How do you know who to hire when you’re just a kid? All the candidates are smarter than you. You could trial them, you could watch them to notice something weird. Every adult knows they are being watched, so any adult with bad intentions will act nice and helpful while they get more and more control in your company.
Also, as a 5-year-old child, you’re more likely to pick an evil adult, because an adult that has the best interests of the child would probably tell them not to eat ice cream every night for dinner, and to the 5-year-old that would seem more evil than an adult that tell him eat whatever you want.
But a machine can’t be evil
It doesn’t need to be evil, all the greatest atrocities in history are enabled by apathy, not ill will, a machine can be apathetic to us.
“You’re probably not an evil ant-hater who steps on ants out of malice, but if you’re in charge of a hydroelectric green energy project and there’s an anthill in the region to be flooded, too bad for the ants. Let’s not place humanity in the position of those ants.” - Stephen Hawking
The problem is that we have no idea how goals are formulated in the current AIs.
What is clear is if humans are preventing the AI from achieving its goals, the AI will try to remove the humans.
Can we control Superintelligence?
A Superintelligence doesn’t need to be deployed, launched, or let loose to destroy our world. It just has to exist! Because you cannot keep a Superintelligence locked up.
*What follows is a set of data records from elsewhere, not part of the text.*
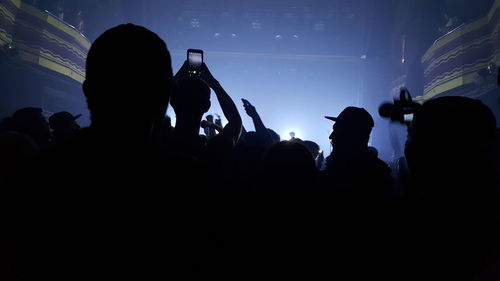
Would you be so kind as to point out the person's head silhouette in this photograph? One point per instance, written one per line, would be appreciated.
(351, 131)
(128, 80)
(451, 139)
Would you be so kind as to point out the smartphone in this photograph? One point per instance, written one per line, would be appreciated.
(195, 58)
(408, 117)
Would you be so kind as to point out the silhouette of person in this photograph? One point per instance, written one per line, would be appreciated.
(107, 198)
(352, 171)
(450, 151)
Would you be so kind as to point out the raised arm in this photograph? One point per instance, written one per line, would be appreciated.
(233, 127)
(260, 128)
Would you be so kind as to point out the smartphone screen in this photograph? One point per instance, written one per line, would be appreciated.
(408, 117)
(195, 58)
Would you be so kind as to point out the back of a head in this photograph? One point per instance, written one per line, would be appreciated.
(128, 75)
(191, 96)
(289, 167)
(352, 128)
(451, 136)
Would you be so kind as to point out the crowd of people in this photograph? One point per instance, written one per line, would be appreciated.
(130, 196)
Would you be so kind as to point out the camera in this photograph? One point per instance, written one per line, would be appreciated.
(195, 60)
(402, 109)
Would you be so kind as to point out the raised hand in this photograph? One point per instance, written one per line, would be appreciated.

If you think you can lock it on a computer underground isolated from the world, think again. It can be very persuasive and manipulative, it can hack our brains. Imagine Einstein being imprisoned by Neanderthals: at some point, he will make one of them break. But the intelligence comparison between Einstein and the Neanderthals is so trivial compared to the one between humans and Superintelligence.
Sadly the lock-up situation is not even something we can talk about. We let the current AIs access the Internet, deploy code autonomously, etc.
If we give Superintelligence the wrong goal, can we reason with it to change the goal? It will not agree because it has no reason to.
If we give Superintelligence the wrong goal, can we use force/hacks to change code? It will be too smart and powerful to allow this.
Can we turn the Superintelligence off? It will make sure it can’t be turned off because that will mean it can’t achieve its goals. And it will do anything to achieve its goals. It will be smart enough to anticipate humans will try to turn it off so it will kill us all if that’s what it takes.
- As soon as we create something smarter than us in a general way we lose control by default. Whatever weird thing it wants becomes our fate…
- This is not fair, this is not a fair fight.
The only way to stop it is to make sure it is never created
We still have some time, we should prevent the Superintelligence from being developed in the first place.
Superintelligence is the ultimate footgun. It will be the last thing we will ever invent.
Nevertheless, all the big corporations will try to create it, they are arrogant enough to think they can control it.
The only way to stop it is to make sure it is never created. Hopefully, I’m wrong.